The decision by the Supreme Court to uphold a 153 year-old colonial law that criminalises same-sex relationships has been seen as a setback for human rights in India. Section 377 states that same-sex relationships are an “unnatural offence” and are punishable by a 10-year jail sentence.
In 2009, the Delhi High Court ruled that Section 377 was discriminatory and stated that gay sex between consenting adults should not be treated as a crime. This has therefore been reversed by the Supreme Court ruling today.
Chief Executive of Amnesty International, G. Ananthapadmanabhan gave the following statement: “This decision is a body-blow to people’s rights to equality, privacy and dignity.
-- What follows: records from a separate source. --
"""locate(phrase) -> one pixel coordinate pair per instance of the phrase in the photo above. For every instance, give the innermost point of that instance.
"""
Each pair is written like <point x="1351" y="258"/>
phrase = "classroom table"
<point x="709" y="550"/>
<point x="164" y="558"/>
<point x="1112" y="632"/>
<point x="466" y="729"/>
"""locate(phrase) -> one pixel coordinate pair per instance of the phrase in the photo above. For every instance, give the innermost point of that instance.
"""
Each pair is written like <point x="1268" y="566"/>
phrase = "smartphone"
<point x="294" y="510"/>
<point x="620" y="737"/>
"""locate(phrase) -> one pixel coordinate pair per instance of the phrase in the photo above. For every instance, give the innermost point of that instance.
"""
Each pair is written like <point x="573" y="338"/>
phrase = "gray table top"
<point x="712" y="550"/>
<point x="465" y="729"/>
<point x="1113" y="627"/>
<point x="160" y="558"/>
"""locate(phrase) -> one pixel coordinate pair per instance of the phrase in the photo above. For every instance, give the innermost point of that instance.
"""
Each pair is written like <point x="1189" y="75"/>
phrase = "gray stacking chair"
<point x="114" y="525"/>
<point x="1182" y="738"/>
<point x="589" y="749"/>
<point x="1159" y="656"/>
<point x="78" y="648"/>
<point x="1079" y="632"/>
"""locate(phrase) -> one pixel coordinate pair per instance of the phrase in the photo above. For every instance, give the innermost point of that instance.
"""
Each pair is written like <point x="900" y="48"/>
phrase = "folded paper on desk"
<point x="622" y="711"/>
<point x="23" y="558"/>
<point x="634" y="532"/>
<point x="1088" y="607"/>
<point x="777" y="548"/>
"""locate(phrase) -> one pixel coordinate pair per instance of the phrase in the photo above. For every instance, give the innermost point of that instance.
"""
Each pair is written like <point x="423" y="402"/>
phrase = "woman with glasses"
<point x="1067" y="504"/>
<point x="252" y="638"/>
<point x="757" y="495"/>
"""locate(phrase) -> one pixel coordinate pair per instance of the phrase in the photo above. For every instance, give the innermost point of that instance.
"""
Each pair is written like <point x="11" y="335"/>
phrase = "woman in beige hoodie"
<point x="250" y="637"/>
It is hard not to feel let down by this judgement, which has taken India back several years in its commitment to protect basic rights.”
Geeta Pandey of BBC News reported that ‘as Justice GS Singhvi announced the order, activists and members of the gay and lesbian community present outside the court began crying and hugging each other.’
A petition against the ruling has attracted over 25,000 signatures on allout.org
The ruling has come just two days after the United Nations published a video detailing the rights of LGBT people across the world. It also highlighted the 76 countries that criminalise same-sex relations. By upholding Section 377, India has now joined these countries, increasing the total to 77 and making the video already out-of-date.
There is also a danger of setback for the fight against HIV in India. By criminalising gay sexual activity, LGBT people may no longer feel able to come forward for testing and treatment due to fear of being prosecuted. It is estimated that 2.4 million people are living with HIV in India.